Danshichi Kurobei saves Isonojo, benefactor’s son. And he also becomes a brother-in-law with Issun Tokubei. Danshichi helps Isonojo get a job at a tools shop but Isonojo falls in love with Onaka, master’s daughter, in spite that he already has a lover, Kotoura. Danshichi’s father-in-law, wanting to get the money that a man who loves Kotoura offers, takes Kotoura out for reward. Danshichi runs after Giheiji, father-in-law, and ends up killing him.
Ideas for summer theatres
Kabuki actors in the Edo period usually made a 1 year contract with theatres. In summer there were fewer audience so many of the main actors made a provincial tour or took a vacation. While main actors were away, supporting actors were on stage with lower fee, which functioned as a gateway to success.

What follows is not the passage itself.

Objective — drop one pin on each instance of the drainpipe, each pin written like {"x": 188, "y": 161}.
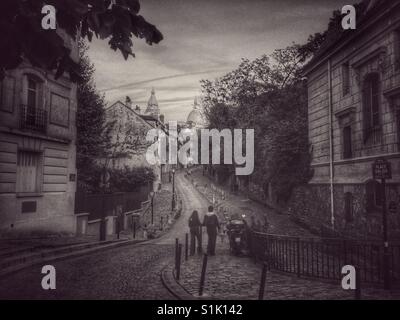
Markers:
{"x": 331, "y": 169}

In addition, full-of-summer-taste plays including performance using real water, tricky performance such as midair stunts and quick change of clothes were adopted to bring in both audience and the coolness.
Summer event: nerimono, the procession
Shinmach in Osaka was one of the three biggest pleasure quarters in Japan and was bustling as well as Dotombori theatre area (cf. ‘Settsu Meisho Zue’). ‘Oiran Dochu (Courtesan Procession)’ is famous event that relates to pleasure quarter, but in summer less people visited.
So courtesans who usually wore gorgeous kimonos put on variety of costumes instead and paraded the street. This event was called ‘nerimono’, the procession. Many people came to see these women in costume and it was depicted in ukiyo-e.
Summer event: yu-suzumi, cooling off in the evening
There were theatres and show tents in Kyoto Shijo Kawaramachi area in the Edo period and it was bustling as an entertainment district. In summer, teahouses and other shops put outdoor seatings along and in the sandbanks of the Kamo gawa river to enjoy the cool breeze of the evening (cf. ‘Settsu Meisho Zue’).